Neuropathies associées à une IgM monoclonale anti-MAG

Abstract

Monoclonal IgM anti-MAG associated peripheral neuropathies are part of demyelinating dysimmune peripheral neuropathies. The hematological disease probably does not influence the outcome of the neuropathy. Neuropathies associated with IgM anti-MAG antibodies are predominantly sensory and distal polyneuropathies associated with ataxia, unsteadiness and tremor. The neurophysiological features include a symmetric sensorimotor demyelinating neuropathy with more slowing of conduction in the distal than in the proximal nerve segments, a length-dependence, and a variable degree of denervation. High titers of IgM anti-MAG antibodies confirm the diagnosis.
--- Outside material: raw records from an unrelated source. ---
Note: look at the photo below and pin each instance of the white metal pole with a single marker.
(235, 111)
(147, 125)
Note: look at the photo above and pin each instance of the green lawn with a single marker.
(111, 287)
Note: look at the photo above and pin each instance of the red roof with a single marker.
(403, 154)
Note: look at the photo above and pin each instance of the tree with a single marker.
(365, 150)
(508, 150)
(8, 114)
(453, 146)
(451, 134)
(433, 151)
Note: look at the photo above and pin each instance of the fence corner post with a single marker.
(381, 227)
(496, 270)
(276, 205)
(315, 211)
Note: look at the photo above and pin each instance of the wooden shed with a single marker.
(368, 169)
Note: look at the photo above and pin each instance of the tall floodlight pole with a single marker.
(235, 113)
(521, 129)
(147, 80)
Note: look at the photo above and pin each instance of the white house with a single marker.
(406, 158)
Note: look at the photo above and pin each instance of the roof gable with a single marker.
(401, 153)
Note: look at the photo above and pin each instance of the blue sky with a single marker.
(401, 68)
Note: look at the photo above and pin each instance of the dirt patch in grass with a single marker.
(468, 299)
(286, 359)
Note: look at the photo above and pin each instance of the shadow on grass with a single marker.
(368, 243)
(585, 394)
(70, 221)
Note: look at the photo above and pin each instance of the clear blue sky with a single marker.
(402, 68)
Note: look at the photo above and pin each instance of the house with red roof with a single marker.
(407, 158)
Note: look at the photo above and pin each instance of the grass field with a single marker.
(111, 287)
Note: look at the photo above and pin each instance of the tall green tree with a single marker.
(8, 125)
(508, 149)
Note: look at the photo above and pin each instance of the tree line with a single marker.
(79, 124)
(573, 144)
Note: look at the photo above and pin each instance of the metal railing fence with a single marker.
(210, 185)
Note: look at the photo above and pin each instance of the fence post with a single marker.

The natural history is mostly slow with mild to moderate functional impairment. However, some patients have a faster evolution associated with a more severe handicap. Immunotherapies studies have failed to demonstrate significant efficacy of these treatments. Furthermore, severe adverse effects are not uncommon with any of these therapies. Thus, the risk of possible severe adverse effects must be balanced against any possible benefits. More research is needed to improve the management of anti-MAG neuropathies: research on treatment, on prognostic factors, and development of specific assessment scales adapted to the particularities of anti-MAG neuropathies.